When firefighter Josh Martin walks for 20 kilometres with a 20 kilogram pack on his back the burden he carries will be heavy.
But, it will be nothing compared to that faced by those living with post traumatic stress disorder.
The Ballarat City firefighter will be joined by hundreds of others as they walk to pay tribute to firefighter Nathan Shanahan who died by suicide late last year.
Mr Martin, who is co-ordinating the event called Walking Off the War Within, said the challenge was a replica of the walk Nathan completed in April 2015 when he walked from Mildura to Adelaide.
“We say, if we walk as one we can share the burden,” Mr Martin said.
Nathan’s father John Shanahan said the walk would highlight the need to be open and talk about PTSD.
“We really want to highlight PTSD. We’re certainly getting alot of awareness now,” Mr Shanahan said.
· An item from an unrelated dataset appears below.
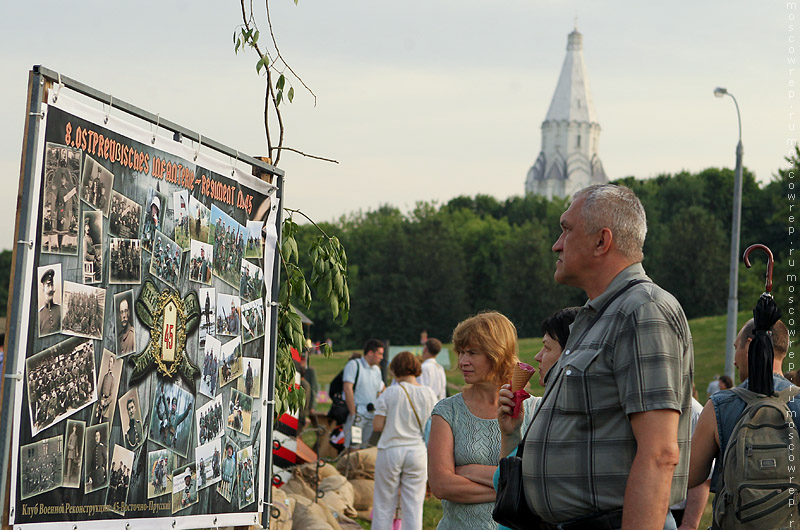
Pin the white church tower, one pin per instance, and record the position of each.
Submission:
(568, 160)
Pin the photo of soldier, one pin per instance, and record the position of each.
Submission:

“It’s something Nath would be wanting us as a family to pursue. He spoke to strongly about (his struggles) and did so much for Soldier On.
“As a legacy to him, we certainly need to be pushing it.”
Walkers will walk laps of Victoria Park on April 22 while booths with information from support agencies including Lifeline, the Black Dog Institute, Survivors of Suicide and Soldier On will be based at the back oval of St Patrick’s College.
“(Nathan) was a massive advocate of speaking publicly about mental illness and getting it out there,” Mr Martin said.
“Unfortunately, his days got too dark and he couldn’t handle it. So we are doing this to honour and continue the fight he started three years ago.”
The walk will begin at 9am and is expected to be completed by 4pm.
“It’s extremely important family members come as well … because they can share the burden,” Mr Martin said.
The support for the walk will be statewide – with emergency service members in Northern Territory and Western Australia also jumping on board and hosting their own walks.
Mr Shanahan said the walk was to remember Nathan but also to encourage everyone to talk about mental health.
“We need all workplaces and businesses to become aware of mental illness and to have processes in place acknowledging that mental illness is a genuine illness.”